Voici quelques méthodes :
Les patchs ou timbres à la nicotine, collés sur votre peau, donnent une dose quotidienne de nicotine. 16 à 20 % environ des fumeurs parviennent à s’arrêter de fumer après un an d’utilisation. Le hic, leur coût très onéreux. A moindre coût on retrouve les gommes. Le principe est identique au patch et leur efficacité comparable. Sur ordonnance médicale vous pouvez également vous procurer du Zyban un anti-dépresseur reconnu pour son aide au sevrage tabagique.
Vous pouvez également recourir à des méthodes naturelles. Bien que non reconnues par le ministère de la santé, beaucoup d’ex-fumeurs les recommandent. Citons par exemple l’acupuncture, l’hypnose, l’homéopathie ou encore la phytothérapie.

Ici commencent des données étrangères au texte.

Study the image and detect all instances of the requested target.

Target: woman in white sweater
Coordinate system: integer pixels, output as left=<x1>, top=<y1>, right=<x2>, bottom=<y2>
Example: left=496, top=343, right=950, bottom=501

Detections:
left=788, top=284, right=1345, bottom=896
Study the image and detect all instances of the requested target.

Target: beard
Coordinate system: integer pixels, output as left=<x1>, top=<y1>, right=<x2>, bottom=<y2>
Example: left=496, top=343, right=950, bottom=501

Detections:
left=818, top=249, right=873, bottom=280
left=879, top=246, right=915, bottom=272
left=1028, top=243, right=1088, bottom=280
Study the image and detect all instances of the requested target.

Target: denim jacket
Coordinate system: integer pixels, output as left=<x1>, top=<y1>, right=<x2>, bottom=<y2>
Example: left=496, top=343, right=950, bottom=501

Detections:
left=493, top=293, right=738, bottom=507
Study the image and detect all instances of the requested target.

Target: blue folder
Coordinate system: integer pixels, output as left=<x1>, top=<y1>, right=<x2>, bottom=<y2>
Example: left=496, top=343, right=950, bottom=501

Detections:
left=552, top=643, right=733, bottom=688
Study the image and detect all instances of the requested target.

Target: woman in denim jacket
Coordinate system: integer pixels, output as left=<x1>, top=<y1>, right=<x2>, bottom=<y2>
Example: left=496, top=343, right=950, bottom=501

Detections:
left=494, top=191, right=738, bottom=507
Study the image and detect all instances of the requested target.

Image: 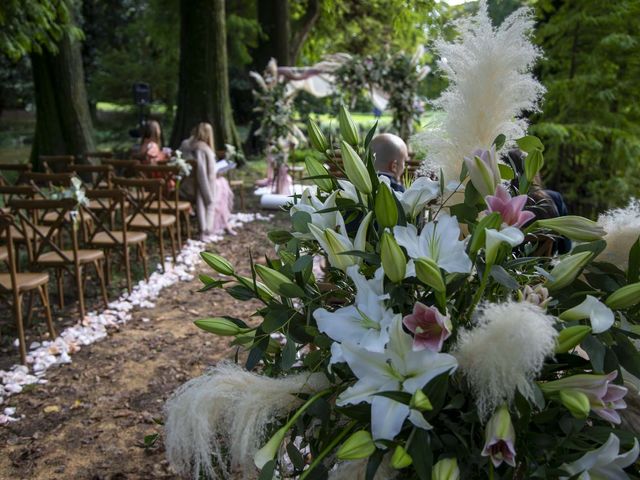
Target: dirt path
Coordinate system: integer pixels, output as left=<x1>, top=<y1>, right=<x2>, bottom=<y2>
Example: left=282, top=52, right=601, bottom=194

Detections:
left=0, top=212, right=285, bottom=480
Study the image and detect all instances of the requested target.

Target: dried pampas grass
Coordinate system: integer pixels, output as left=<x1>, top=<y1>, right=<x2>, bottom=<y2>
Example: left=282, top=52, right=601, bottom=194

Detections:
left=413, top=0, right=545, bottom=183
left=452, top=302, right=558, bottom=418
left=598, top=199, right=640, bottom=270
left=165, top=363, right=328, bottom=479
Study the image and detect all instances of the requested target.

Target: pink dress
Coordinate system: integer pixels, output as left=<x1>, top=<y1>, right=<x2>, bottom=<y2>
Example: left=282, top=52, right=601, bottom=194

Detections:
left=213, top=165, right=233, bottom=234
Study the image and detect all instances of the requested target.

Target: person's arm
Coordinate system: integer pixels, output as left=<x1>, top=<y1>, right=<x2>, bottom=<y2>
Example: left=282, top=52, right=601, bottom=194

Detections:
left=195, top=148, right=213, bottom=205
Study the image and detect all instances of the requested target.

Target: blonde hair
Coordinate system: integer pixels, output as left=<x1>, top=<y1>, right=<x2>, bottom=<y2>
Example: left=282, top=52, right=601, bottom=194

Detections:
left=142, top=120, right=162, bottom=146
left=193, top=122, right=214, bottom=150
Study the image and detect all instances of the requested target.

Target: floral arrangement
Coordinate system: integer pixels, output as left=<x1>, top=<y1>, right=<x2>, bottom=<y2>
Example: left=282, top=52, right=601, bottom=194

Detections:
left=336, top=47, right=430, bottom=139
left=167, top=150, right=192, bottom=181
left=165, top=2, right=640, bottom=480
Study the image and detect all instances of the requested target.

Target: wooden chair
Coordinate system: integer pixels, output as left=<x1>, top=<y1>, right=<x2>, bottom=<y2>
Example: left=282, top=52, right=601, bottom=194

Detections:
left=134, top=165, right=191, bottom=246
left=0, top=215, right=56, bottom=364
left=10, top=198, right=108, bottom=318
left=84, top=189, right=149, bottom=293
left=113, top=177, right=177, bottom=272
left=38, top=155, right=75, bottom=173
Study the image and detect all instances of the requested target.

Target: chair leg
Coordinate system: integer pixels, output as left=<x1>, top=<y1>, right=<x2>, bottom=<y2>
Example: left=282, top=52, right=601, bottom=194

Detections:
left=93, top=260, right=109, bottom=308
left=56, top=268, right=64, bottom=310
left=123, top=244, right=131, bottom=293
left=75, top=265, right=85, bottom=321
left=38, top=285, right=56, bottom=340
left=138, top=242, right=149, bottom=282
left=169, top=227, right=178, bottom=264
left=13, top=293, right=27, bottom=365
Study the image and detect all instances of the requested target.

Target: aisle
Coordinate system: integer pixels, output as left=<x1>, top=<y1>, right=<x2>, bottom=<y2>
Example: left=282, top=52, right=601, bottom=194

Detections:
left=0, top=216, right=284, bottom=480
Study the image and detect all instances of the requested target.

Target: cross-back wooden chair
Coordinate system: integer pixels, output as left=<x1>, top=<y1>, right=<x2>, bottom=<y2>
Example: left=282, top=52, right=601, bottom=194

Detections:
left=134, top=165, right=191, bottom=245
left=38, top=155, right=75, bottom=173
left=0, top=163, right=31, bottom=185
left=0, top=214, right=56, bottom=364
left=83, top=189, right=149, bottom=293
left=9, top=198, right=108, bottom=318
left=113, top=177, right=177, bottom=272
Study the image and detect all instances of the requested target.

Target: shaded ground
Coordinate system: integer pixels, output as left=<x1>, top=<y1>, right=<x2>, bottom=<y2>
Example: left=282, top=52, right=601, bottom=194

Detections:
left=0, top=208, right=286, bottom=480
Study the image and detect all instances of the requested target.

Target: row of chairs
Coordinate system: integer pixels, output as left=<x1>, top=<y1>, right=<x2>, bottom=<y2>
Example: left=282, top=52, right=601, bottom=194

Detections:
left=0, top=158, right=199, bottom=363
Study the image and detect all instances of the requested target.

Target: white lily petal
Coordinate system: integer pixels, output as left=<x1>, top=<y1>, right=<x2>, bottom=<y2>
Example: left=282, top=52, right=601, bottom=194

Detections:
left=560, top=295, right=615, bottom=333
left=371, top=396, right=409, bottom=440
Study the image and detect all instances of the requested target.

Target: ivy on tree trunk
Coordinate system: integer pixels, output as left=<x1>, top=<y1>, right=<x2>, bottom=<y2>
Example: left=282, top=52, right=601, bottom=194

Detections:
left=31, top=34, right=95, bottom=170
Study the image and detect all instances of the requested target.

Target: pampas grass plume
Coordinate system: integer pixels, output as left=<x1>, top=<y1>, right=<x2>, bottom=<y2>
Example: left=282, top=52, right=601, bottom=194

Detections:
left=165, top=363, right=328, bottom=479
left=453, top=301, right=558, bottom=418
left=598, top=199, right=640, bottom=270
left=413, top=0, right=545, bottom=182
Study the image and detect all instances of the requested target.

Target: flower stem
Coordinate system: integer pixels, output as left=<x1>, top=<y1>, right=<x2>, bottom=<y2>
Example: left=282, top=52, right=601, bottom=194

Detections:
left=299, top=420, right=356, bottom=480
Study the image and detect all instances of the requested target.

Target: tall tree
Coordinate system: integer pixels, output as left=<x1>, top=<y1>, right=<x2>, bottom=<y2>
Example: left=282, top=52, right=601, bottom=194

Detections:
left=31, top=34, right=95, bottom=169
left=171, top=0, right=240, bottom=148
left=533, top=0, right=640, bottom=215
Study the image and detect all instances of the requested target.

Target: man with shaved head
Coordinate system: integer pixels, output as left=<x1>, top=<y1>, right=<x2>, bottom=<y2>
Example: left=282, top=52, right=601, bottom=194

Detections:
left=370, top=133, right=409, bottom=192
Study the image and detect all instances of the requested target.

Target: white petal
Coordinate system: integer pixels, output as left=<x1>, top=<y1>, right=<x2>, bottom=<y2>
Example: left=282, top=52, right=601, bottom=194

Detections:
left=371, top=396, right=409, bottom=440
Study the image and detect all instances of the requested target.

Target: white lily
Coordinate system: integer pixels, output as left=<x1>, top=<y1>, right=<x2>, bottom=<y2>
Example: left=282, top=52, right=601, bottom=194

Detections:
left=289, top=188, right=345, bottom=239
left=560, top=433, right=640, bottom=480
left=337, top=315, right=458, bottom=440
left=309, top=212, right=373, bottom=271
left=313, top=266, right=395, bottom=363
left=560, top=295, right=615, bottom=333
left=485, top=227, right=524, bottom=265
left=393, top=215, right=471, bottom=275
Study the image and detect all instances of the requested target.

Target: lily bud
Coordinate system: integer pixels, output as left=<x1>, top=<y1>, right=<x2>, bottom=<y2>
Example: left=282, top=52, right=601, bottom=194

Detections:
left=336, top=430, right=376, bottom=460
left=253, top=425, right=289, bottom=469
left=304, top=157, right=333, bottom=192
left=380, top=232, right=407, bottom=283
left=193, top=317, right=250, bottom=337
left=374, top=182, right=398, bottom=228
left=409, top=389, right=433, bottom=412
left=389, top=445, right=413, bottom=470
left=431, top=458, right=460, bottom=480
left=556, top=325, right=591, bottom=353
left=482, top=405, right=516, bottom=468
left=200, top=252, right=234, bottom=275
left=535, top=215, right=607, bottom=242
left=255, top=264, right=304, bottom=298
left=340, top=140, right=373, bottom=194
left=547, top=252, right=592, bottom=290
left=338, top=104, right=360, bottom=147
left=414, top=257, right=447, bottom=292
left=605, top=283, right=640, bottom=310
left=307, top=119, right=329, bottom=153
left=560, top=390, right=591, bottom=418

Pour vaincre la dépendance psychique par contre, il faudra trouver des compensations au plaisir de la cigarette : le sport par exemple. Et face à la dépendance comportemental, rompre avec toutes vos habitudes de fumeur : éliminer briquets et cendriers, éviter les situations fortement liées au plaisir de fumer : pause café, apéro…
Le plus difficile se joue dans la première semaine. Le danger de rechute est souvent autour du deuxième et sixième mois lorsque le manque ne se fait presque plus sentir et que l’on croit pouvoir fumer juste une fois sans rechuter. Faux !! Une cigarette en entraînera une seconde puis une troisième… et tout ce que vous aurez fait durant ces derniers mois n’aura servit à rien….
Alors résistez !!!
Gardez toujours en mémoire les bienfaits ressentis depuis votre arrêt et cette satisfaction personnelle d’avoir arrêté.